I stride back to the bus station to learn the next bus to Slough is not until 17:05. I walk back to the library planning to keep walking along London Road until I reach a bus stop just before the expected arrival time there. I reckoned to catch the 17:05 in Loudwater.

At the end of the pedestrian area of the High Street a bus is stuck trying to emerge into the traffic. Blow me if it isn’t the one I’d ignored in the bus station – check my watch – 16 minutes ago. I jog past it to the stop with Carlos bouncing in my knapsack against my spine.

The bus is crowded but I spot an aisle seat next to a slender pale woman. I am aware of her staring at me but I sit down anyway. “Weren’t you at the bus station?” she asks. I am flattered and fearful at the same time. “I was just wondering why you didn’t get on this bus there.”

I explain. She delves in her bag and with a smile shows me her work ID card. I read Bucks CC Library Service, Connie Hull. “The library is open on Sundays from 11 to 5,” she offers, undermining my closed-on-Mondays rant. “It is only open to staff on Mondays.” Connie volunteers to return my book for me the next day and I hand over my burden. She handles it as if a treasure, flicking through inquisitively and begins to read a story.

Exactly four weeks and a day later, a Tuesday, I am in High Wycombe library paying the overdue fine plus the charge for the lost Carlos Fuentes book. The assistant tells me Connie Hull did work in the library, that she was obsessionally devoted to it. She was killed in a bus accident three years ago.

I look at the form I’ve signed for the lost book: Constancia and Other Stories for Virgins by Carlos Fuentes. I replay the opening story through my mind, Constancia, a woman of life extended through another. Somewhere on this journey back from lunch with four friends in Aylesbury I have been diverted into magical realism.

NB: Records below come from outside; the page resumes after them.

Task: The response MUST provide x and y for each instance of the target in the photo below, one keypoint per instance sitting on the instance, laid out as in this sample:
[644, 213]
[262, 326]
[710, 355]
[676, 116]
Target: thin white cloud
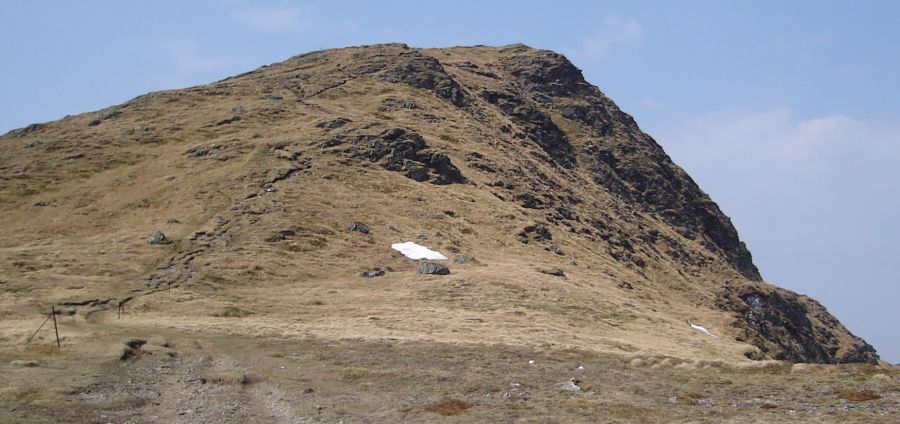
[188, 59]
[613, 32]
[774, 147]
[270, 18]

Breakfast with Georgia on my mind

Up at 05:20 this morning jolted awake by ache in right shoulder. So I’m hungry in Maidenhead at noon. So hungry I’m not able to think beyond the next bullet point on my trip list, a vital scrap of paper. A full breakfast is appealing but nothing to read as I’d already retuned the abandoned Art Crazy Nation by Matthew Collins (first task on the trip list). Flash visit to the children’s library (not in the Mackintosh sense) then hunt for a nearby eatery.

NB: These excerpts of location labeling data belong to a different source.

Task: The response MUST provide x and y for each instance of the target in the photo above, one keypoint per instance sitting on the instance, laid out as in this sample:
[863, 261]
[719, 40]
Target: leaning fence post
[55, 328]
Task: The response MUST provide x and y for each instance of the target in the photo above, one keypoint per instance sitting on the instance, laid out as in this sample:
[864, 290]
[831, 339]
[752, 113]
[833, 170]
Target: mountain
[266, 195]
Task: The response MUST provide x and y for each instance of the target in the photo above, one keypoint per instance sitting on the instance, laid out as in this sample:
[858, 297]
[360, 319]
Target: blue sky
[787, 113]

The Bear (Wetherspoon) is dark inside. Great for watching the televisions and for not seeing what is on one’s plate; lousy for reading even a children’s illustrated book. Settled in ‘O Yes’ on the corner of St Ives Road with my full English breakfast (double toast for some reason), tea and my book on Georgia O’Keefe in the Artists in their World series.

Georgia O’Keeffe – Red Canna (1923)
She is an artist whose work has been in my peripheral radar over the years, and after two eggs, bacon, beans etcetera I have a snapshot in my head of the artist and her canon of work. That’s why I adore children’s non-fiction – for giving an overview in an engaging way. I also adore unforeseen outcomes.

There was more than biography from Georgia O’Keefe. Her dedication to her art was a jolt to me that the process of writing is more important than the product. The product has been paramount for me in these past weeks. And product promotion! Good to get that reminder from Georgia of what is really essential. I also responded to the concept of her ‘Specials’, works done for herself to explore the medium. It’s been too long since I did that form of writing.

An hour later I returned to the library the fully read book and took my full belly to the supermarket.